# A4

The Traveling Salesman Problem (TSP)
The TSP tries to answer the following question: "Given a list of cities and the distances
between each pair of cities, what is the shortest possible route that visits each city exactly
once and returns to the origin city?”
The input of the problema is a list of cities and their connections, usually in a graph
format, and the expected output is a list that contains the cities ordered accoring to their
visit order, which is supposed to minimize the total traveling time between them.

## Genetic algorithm

Given the network of cities G, any vector S may be seen as the chromosome
corresponding to the route that travels across all the nodes of G. The objective is the
implementation of a genetic algorithm to obtain the vector that minimizes the total time.

## Imports

In [2]:
%matplotlib inline 

import random
import time
import csv

import numpy as np
import pandas as pd
import matplotlib.pyplot as plt

from pprint import pprint as print 

## Convenience Classes

### City

The City class, which represents a city, possesses the properties of the city and has functions/ methods used for calculating the distance between the city and another city. Each path, represented by a chromosome, is formed by a set of cities.   

In [3]:
class City:
    def __init__(self, x, y):
        self.x = x
        self.y = y
        
    def distance(self, city):
        xDis = abs(self.x - city.x)
        yDis = abs(self.y - city.y)
        distance = np.sqrt((xDis ** 2) + (yDis ** 2))
        return distance
    
    def __repr__(self):
        return "(" + str(self.x) + "," + str(self.y) + ")"

### Fitness

The Fitness class, which represents the fitness function, possesses the properties of a path and has functions/methods used for calculating the fitness value of the path, which is based on the distance of the path. 

In [4]:
class Fitness:
    def __init__(self, route):
        self.route = route
        self.distance = None
        self.fitness = None
    
    def routeDistance(self):
        if self.distance == None:
            pathDistance = 0.0
            for i in range(0, len(self.route)):
                fromCity = self.route[i]
                toCity = None
                if i+1 < len(self.route):
                    toCity = self.route[i+1]
                else:
                    toCity = self.route[0]
                pathDistance += fromCity.distance(toCity)
            self.distance = pathDistance
        return self.distance
    
    def routeFitness(self):
        if self.fitness == None:
        # Fitness function (Simple division) that uses a simple 
        # division that divides one by the distance of the path
            if self.routeDistance() != 0:
                self.fitness = 1 / float(self.routeDistance()) 
                # Note: You must ensure a division by zero does not occur 
        return self.fitness


## Population Initialization  

The population initialization function (or method) performs random initialization. This creates an initial population with completely random chromosomes (or solutions). There are three functions related to population initialization. 

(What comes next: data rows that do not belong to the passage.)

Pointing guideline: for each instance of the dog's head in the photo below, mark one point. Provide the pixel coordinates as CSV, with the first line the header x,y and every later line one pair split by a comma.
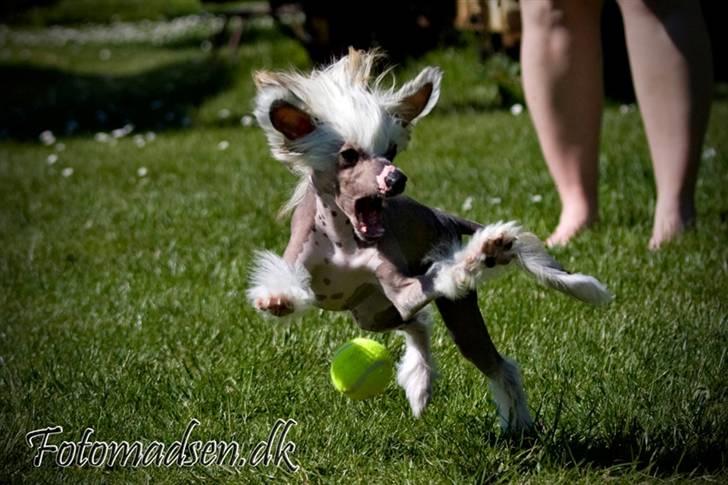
x,y
341,128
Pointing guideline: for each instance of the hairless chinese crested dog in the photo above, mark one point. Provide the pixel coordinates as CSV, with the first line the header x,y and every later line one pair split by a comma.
x,y
357,244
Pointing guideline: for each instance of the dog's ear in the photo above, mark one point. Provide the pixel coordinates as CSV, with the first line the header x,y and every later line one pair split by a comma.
x,y
416,98
293,122
278,110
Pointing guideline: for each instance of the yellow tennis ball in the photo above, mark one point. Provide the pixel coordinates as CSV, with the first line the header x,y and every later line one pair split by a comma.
x,y
361,368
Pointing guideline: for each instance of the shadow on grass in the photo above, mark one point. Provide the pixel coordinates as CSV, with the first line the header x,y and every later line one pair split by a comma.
x,y
41,98
631,450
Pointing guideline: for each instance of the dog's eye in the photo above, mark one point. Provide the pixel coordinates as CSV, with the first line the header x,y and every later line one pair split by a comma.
x,y
391,152
349,157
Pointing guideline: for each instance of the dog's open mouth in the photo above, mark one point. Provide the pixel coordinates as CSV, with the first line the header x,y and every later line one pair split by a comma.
x,y
369,221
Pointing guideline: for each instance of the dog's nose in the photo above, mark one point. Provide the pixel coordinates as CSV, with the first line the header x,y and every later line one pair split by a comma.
x,y
395,181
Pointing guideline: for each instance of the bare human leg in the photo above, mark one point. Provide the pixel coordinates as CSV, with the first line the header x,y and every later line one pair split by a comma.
x,y
669,54
562,78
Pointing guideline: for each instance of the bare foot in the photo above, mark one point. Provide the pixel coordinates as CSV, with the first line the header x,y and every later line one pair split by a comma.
x,y
670,222
571,223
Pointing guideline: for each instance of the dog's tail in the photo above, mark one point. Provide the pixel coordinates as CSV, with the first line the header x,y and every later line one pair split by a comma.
x,y
534,259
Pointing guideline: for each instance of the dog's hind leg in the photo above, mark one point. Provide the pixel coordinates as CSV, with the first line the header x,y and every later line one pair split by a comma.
x,y
467,328
415,370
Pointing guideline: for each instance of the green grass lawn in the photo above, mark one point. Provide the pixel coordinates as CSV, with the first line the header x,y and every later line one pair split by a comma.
x,y
123,271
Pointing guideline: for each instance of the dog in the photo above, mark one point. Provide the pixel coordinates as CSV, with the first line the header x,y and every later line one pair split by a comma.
x,y
357,244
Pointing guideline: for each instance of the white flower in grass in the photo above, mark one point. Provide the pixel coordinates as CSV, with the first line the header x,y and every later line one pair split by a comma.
x,y
625,108
467,204
139,141
47,137
123,131
102,137
709,153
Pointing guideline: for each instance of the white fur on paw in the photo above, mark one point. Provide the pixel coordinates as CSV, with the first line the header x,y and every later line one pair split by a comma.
x,y
414,375
483,257
277,288
510,400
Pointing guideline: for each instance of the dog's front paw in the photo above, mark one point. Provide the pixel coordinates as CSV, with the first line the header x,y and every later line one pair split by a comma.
x,y
278,306
497,250
492,246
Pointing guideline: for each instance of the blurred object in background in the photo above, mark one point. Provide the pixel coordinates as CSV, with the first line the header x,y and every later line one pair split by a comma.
x,y
497,21
403,29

The first function is genCityList() which generates a set of cities from a file.  

In [5]:
def genCityList(filename):
    cityList = []
    
    with open(filename, 'r') as file:
        for line in file:
            _, x, y = line.split()  # Разделение строки на части, игнорирование первого элемента
            cityList.append(City(x=int(x), y=int(y)))
    
    return cityList


The second function is createRoute() which generates a random route (chromosome) from a set of City instances.

In [6]:
def createRoute(cityList):
    route = random.sample(cityList, len(cityList))
    return route

The third function is initialPopulation() which calls the second function repeatedly to create an initial population (a list of routes).

In [7]:
def initialPopulation(popSize, cityList):
    population = []
    for i in range(0, popSize):
        population.append(createRoute(cityList))
    return population

You can run the above functions using the sample runs below. To do so, simply change the cell type from Markdown to Code.

Sample run 1 initializes 12 cities in cityList as follows:

cityList = genCityList('cities10.txt') 
print(cityList)

Sample run 2 initializes 12 cities in cityList and creates a population with three routes as follows:

cityList = genCityList('cities10.txt') 
population = initialPopulation(3, cityList) 
print(population)

## Selection

Parents selection selects chromosomes with high fitness values from a population. Survivor selection selects chromosomes with higher fitness values to form the population of the next generation. The population size is len(population), so we have len(population) in this population. 

### Parent Selection

There are three implementations for parent selection. The first parentSelection() performs random selection.

In [8]:
def parentSelection(population, poolSize=None):
    if poolSize == None:
        poolSize = len(population)
        
    matingPool = []
    
    for i in range(0, poolSize):
        fitness = Fitness(population[i]).routeFitness()
        matingPool.append(random.choice(population))
      
    return matingPool

The second parentSelection() performs Tournament Selection.

In [9]:
def parentSelection(population, poolSize=None):
    if poolSize == None:
        poolSize = len(population)
        
    matingPool = []
    
    matingPool = population[0:poolSize]
    
    return matingPool

The third parentSelection() performs Proportional Selection.

In [10]:
def parentSelection(population, poolSize=None):
    if poolSize == None:
        poolSize = len(population)
        
    matingPool = []

    matingPool = population[0:poolSize]
    
    return matingPool

### Survival Selection

In [11]:
def survivorSelection(population, eliteSize):

    elites = []
    
    for i in range(eliteSize):
        elites.append(population[i])
    
    return elites

You can run the above functions using the sample runs below. To do so, simply change the cell type from Markdown to Code. 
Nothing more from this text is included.